La cour martiale sommaire qui a condamné Aziz a opéré en tant
qu’instrument de la politique américaine au même titre que le fait la
« brigade des loups » que les Etats-Unis ont entraînée et à laquelle l’armée
américaine, selon les documents de Wikileaks, a remis des prisonniers pour
qu’ils soient torturés – souvent à mort – à l’aide de perceuses électriques,
et administration de décharges électriques à haute tension et autres moyens
sophistiqués de torture.
Washington a ses propres raisons de vouloir la mort de l’ancien ministre
irakien des Affaires étrangères. Il y a ceux qui, au sein de l’establishment
politique, ne peuvent accepter qu’il ait clairement réfuté les prétextes
fabriqués de toutes pièces – « d’armes de destruction massive » et de liens
avec Al Qaïda – pour l’invasion américaine.

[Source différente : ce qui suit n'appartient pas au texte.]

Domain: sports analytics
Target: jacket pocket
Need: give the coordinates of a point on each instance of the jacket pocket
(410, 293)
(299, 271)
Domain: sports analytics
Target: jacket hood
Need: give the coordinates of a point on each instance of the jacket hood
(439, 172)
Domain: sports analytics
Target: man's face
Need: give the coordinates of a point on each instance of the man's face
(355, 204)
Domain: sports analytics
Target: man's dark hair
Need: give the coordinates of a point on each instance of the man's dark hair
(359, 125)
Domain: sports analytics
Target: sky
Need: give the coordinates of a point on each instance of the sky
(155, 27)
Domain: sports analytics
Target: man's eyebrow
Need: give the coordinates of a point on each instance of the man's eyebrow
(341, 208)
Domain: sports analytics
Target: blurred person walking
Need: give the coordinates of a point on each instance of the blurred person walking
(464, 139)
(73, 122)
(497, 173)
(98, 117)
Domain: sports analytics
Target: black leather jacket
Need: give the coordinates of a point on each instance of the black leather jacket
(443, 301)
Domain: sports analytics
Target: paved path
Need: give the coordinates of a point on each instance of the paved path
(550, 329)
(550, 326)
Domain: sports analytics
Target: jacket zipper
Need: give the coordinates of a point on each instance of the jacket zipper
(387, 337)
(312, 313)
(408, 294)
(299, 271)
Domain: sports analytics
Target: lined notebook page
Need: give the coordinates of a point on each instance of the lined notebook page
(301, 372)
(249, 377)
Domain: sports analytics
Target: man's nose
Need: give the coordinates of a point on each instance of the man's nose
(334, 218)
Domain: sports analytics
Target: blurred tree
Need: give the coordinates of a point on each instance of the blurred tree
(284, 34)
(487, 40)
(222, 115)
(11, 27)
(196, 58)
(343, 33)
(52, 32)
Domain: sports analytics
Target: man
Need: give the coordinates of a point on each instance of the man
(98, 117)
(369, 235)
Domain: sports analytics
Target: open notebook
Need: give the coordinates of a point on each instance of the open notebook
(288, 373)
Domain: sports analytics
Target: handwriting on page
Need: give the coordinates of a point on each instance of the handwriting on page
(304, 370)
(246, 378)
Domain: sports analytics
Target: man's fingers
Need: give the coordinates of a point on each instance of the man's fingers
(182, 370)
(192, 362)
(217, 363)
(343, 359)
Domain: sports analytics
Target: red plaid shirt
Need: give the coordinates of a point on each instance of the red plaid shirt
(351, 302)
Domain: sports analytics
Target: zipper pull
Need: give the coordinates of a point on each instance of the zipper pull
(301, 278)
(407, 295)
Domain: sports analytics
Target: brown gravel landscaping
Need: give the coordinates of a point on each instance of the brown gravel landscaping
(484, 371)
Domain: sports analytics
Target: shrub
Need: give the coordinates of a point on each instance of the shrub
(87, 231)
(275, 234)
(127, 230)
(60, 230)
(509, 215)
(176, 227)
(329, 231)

De plus, la longue carrière diplomatique d’Aziz le place dans une
position exceptionnelle pour révéler au grand jour le bilan criminel de
l’impérialisme américain en Irak. Il fut le premier à avoir reçu Donald
Rumsfeld (l’ancien secrétaire à la Défense de Bush au moment de l’invasion
en 2003) lorsque celui-ci fut, en 1983, l’envoyé spécial du gouvernement
Reagan chargé d’offrir le soutien des Etats-Unis à Saddam Hussein dans la
guerre Iran-Irak.
Il se trouvait au coeur des manœuvres diplomatiques entre Washington et
Bagdad juste avant la première Guerre du Golfe lorsque l’ambassadrice
américaine à Bagdad, April Glaspie, avait accordé ce qui avait quasiment
servi de feu vert à l’invasion du Koweit par l’Irak en 1990 et qui à son
tour devait servir de casus belli pour une intervention massive de l’armée
américaine dans le Golfe persique.
Il pourrait aussi révéler comment Washington avait systématiquement
rejeté toutes preuves que l’Irak ne disposait pas « d’armes de destruction
massive » et saboté toute tentative pour empêcher la guerre déclenchée par
les Etats-Unis en 2003.
L’élite dirigeante américaine a grand intérêt à ce que Tarek Aziz emporte
dans sa tombe les secrets qu’il détient sur les relations de ces 30
dernières années entre les Etats-Unis et l’Irak. Pourquoi laisser en vie un
homme qui pourrait être cité comme témoin clé à leur propre procès pour
crimes de guerre ?
C’est pour cette raison que la classe ouvrière internationale doit
s’opposer à l’exécution de Tarek Aziz et exiger sa libération immédiate. La
justice ne sera rendue au peuple irakien qui souffre que lorsque les
responsables, qui ont mené une guerre d’agression illégale engendrant ces
innombrables crimes, seront poursuivis.